Sur l'autre rive, il y eut des hommes de lettres qui profitèrent, sans vergogne, du pouvoir que leur donnait la situation. D'autres qui crurent vraiment à l'Europe que prônaient Hitler et ses idéologues. À l'heure de l'Épuration dans les Lettres, le Comité national des Écrivains statua sur le sort de ces intellectuels collaborateurs, qui furent fusillés, condamnés à de lourdes peines, à l'indignité nationale ou à l'interdiction de publication.
Ce qu'il advint de l'« intelligence en guerre » ne cesse, depuis ces années sombres, d'être au coeur de nos questionnements et de nos débats sur cette période…
COMMISSARIAT:
Claire PAULHAN, historienne de la littérature et éditrice, est chargée de mission à l'IMEC. Elle a réalisé plusieurs expositions pour l'IMEC (De Pontigny à Cerisy, 2002 ; Archives des années noires, 2004, etc.). Elle contribue également à la découverte de textes autobiographiques du XXe siècle, notamment à travers la maison d'éditions qui porte son nom. On lui doit ainsi l'édition critique de textes de Catherine Pozzi, Jean Paulhan, Jean Follain, Valery Larbaud, Mireille Havet, ainsi que de Jean Grenier, dont elle a publié, avec Gisèle Sapiro, Sous l'Occupation (1998).

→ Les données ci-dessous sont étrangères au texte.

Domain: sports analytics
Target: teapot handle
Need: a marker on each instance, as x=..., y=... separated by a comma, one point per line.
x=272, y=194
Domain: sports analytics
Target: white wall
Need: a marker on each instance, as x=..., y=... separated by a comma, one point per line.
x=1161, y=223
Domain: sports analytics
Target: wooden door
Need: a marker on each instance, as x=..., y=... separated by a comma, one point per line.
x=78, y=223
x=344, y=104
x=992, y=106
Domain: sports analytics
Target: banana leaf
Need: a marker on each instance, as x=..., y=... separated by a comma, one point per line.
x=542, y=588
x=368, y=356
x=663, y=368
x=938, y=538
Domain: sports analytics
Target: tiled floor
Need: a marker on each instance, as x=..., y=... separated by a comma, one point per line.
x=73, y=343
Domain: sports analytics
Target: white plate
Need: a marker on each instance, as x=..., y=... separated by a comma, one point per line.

claire.paulhan@imec-archives.com
Robert O. PAXTON, historien de la France et de l'Europe au XXe siècle, est professeur émérite à Columbia University (New York). Ses travaux ont fortement contribué à renouveler l'historiographie de l'entre-deux-guerres et de la Seconde Guerre mondiale. Citons notamment : La France de Vichy, 1940-1944 (Seuil, 1973, 1997), L'Armée de Vichy: le corps des officiers français, 1940-1944 (Tallandier, 2004) et Le Fascisme en action (Seuil, 2004).
Olivier CORPET est le directeur de l'Institut Mémoires de l'Édition contemporaine (IMEC). Fondateur de La Revue des revues, il a participé à de nombreux ouvrages d'histoire littéraire et oeuvré, notamment, à l'édition critique d'oeuvres de Louis Althusser et Alain Robbe-Grillet. Il a récemment dirigé Irène Némirovsky, un destin en images (Denoël, 2010) et collaboré à la publication des Cahiers de la guerre de Marguerite Duras (POL, 2006) et du catalogue Christian Dotremont (IMEC, 2005).
olivier.corpet@imec-archives.com
Nota Bene : Une première version de cette exposition a été présentée sous le titre À travers le désastre, la Vie littéraire française sous l'Occupation au Mémorial de Caen, de novembre 2008 à janvier 2009 (Commissaires : Claire Paulhan, Olivier Corpet & Robert O. Paxton). Une deuxième version a été présentée sous le titre « Between Collaboration and Resistance, French Literary Life under Nazi Occupation, 1939-1945 » à la New York Public Library (NYPL) d'avril à juillet 2009 (Commissaires : Robert O. Paxton, Claire Paulhan et Olivier Corpet).
Pour l'occasion, les éditions Tallandier rééditent Archives de la vie littéraire sous l'Occupation / À travers le désastre, par Robert O. Paxton, Oliver Corpet et Claire Paulhan, paru en 2009 et épuisé.